One of Obama's attractions is that he has actually lived and worked outside politics. First, as a community organizer, a trade about which, as it happens, I do have some tough questions. But still ... And he was, after all, a professor at one of the most distinguished law schools in the country (the University of Chicago), holding his own, like Cass Sunstein, against those conservative giants Richard Posner and Richard Epstein. This vocation takes more brain work than anything Senator Clinton has ever done, which is mostly to conspire and maneuver to advance herself.
In any case, there is no longer one black constituency but two ... and probably more. At least among African-American politicians and public figures to whom the black citizenry looks for leadership. The fact is, however, that the older generation has exhausted both rhetoric and strategy. Rhetorically it has been strident but strategically pliant. Charlie Rangel is the prototype, voice and figure orotund, willing to deal as long as his empire remains, a little bit out of it. When I read that Hazel Dukes of the New York NAACP had endorsed Clinton I was dragged back a decade. Wasn't she ousted from the organization's national board for embezzling money from an old and sick friend? Yes, of course. And hadn't she pleaded guilty to a New York grand larceny charge? And hadn't she been thrown off the board of trustees of the State University of New York because of same? What kind of endorsement is this? Does Hillary really covet it?

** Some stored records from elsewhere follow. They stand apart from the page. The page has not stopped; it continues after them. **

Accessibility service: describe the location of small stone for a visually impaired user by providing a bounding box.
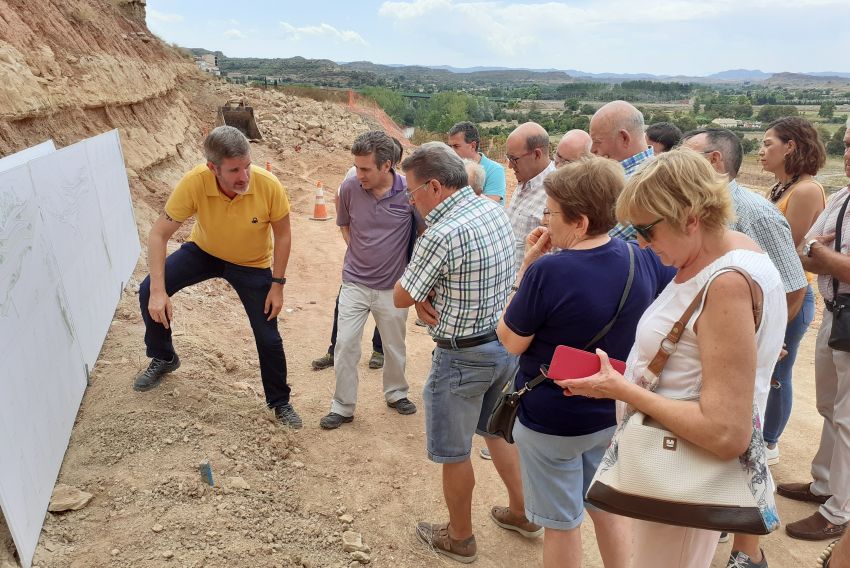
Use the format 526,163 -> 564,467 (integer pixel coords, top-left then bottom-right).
227,477 -> 251,491
47,483 -> 94,513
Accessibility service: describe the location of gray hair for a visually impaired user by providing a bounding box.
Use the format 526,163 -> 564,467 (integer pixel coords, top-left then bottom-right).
351,130 -> 401,168
204,126 -> 251,166
463,159 -> 487,195
681,128 -> 744,179
401,142 -> 468,189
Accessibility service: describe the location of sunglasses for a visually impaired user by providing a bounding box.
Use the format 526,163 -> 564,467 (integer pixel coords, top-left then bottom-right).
632,217 -> 664,243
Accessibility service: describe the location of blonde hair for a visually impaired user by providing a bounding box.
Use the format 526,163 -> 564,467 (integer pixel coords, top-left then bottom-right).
543,156 -> 624,237
617,148 -> 735,235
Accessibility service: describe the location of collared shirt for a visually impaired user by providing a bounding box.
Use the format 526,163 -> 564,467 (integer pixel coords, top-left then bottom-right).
336,170 -> 415,290
806,186 -> 850,301
165,164 -> 289,268
608,146 -> 655,241
729,180 -> 808,294
478,152 -> 507,205
505,162 -> 555,270
400,186 -> 515,339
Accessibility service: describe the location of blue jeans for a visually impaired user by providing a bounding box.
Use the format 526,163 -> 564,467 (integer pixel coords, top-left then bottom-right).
422,341 -> 519,463
764,286 -> 815,444
139,242 -> 290,408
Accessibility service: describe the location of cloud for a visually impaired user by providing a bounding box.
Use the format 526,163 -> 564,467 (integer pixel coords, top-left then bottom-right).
280,22 -> 367,45
147,8 -> 183,24
222,28 -> 248,39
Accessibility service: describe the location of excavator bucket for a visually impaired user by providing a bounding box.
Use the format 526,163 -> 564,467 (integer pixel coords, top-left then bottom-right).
218,100 -> 263,142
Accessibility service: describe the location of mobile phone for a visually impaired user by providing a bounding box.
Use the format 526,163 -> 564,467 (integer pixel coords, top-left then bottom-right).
547,345 -> 626,381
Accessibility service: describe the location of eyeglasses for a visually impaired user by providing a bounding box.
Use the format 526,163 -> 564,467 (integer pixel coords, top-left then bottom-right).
508,150 -> 534,167
632,217 -> 664,243
404,180 -> 431,201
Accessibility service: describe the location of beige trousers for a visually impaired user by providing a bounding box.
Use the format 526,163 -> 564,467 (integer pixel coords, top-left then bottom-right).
812,310 -> 850,525
632,520 -> 720,568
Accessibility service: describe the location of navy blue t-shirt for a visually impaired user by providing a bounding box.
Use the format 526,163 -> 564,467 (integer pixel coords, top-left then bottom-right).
504,239 -> 676,436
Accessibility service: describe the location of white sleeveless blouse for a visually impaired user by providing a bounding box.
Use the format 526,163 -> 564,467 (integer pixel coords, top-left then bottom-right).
618,249 -> 788,423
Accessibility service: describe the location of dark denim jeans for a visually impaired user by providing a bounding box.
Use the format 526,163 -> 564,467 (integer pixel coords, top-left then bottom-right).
328,287 -> 384,355
139,243 -> 290,408
763,286 -> 815,444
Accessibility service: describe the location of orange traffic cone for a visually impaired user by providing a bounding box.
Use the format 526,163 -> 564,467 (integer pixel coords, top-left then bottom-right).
310,181 -> 331,221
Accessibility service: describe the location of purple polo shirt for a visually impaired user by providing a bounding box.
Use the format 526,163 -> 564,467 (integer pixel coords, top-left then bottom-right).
336,170 -> 414,290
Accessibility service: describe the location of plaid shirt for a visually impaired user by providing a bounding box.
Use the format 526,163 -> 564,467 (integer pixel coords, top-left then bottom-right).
608,146 -> 655,241
729,180 -> 808,294
505,162 -> 555,270
399,187 -> 515,339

It is as if there had been no change in black reality. Except that there is no longer anyone screaming about "black power."
Obama's support among blacks comes from the younger stratum which expects to be equal players with whites. This is a paradigmatic change. Obama may be extremely sensitive to racial issues. How can he not be! He is an African-American candidate, quite literally. But what's new is that he just happens to be an African-American candidate. He is not Jesse Jackson. One of the little joys of watching Obama on TV was the absence of Jackson from the screen. A type of emancipation proclamation for all of us.
Perhaps the most disgusting tactic in the Clinton pursuit of black voters was deploying the first African-American billionaire, Robert Johnson, to trash Obama. I know that the Clintons like millionaires, adore billionaires. But really. Johnson, who made his money deploying pelvic power at Black Entertainment Television, is an economic reactionary. He is a cultural reactionary, as well. The fact is that there are very few Americans in Obama's age group who haven't tried cocaine. It was a rite of passage.
No big deal.
P.S. Turns out Cuomo's comments had been taken out of context, and his remarks should be read in full. I was unaware of this discrepancy until it was brought to my attention and I regret the error.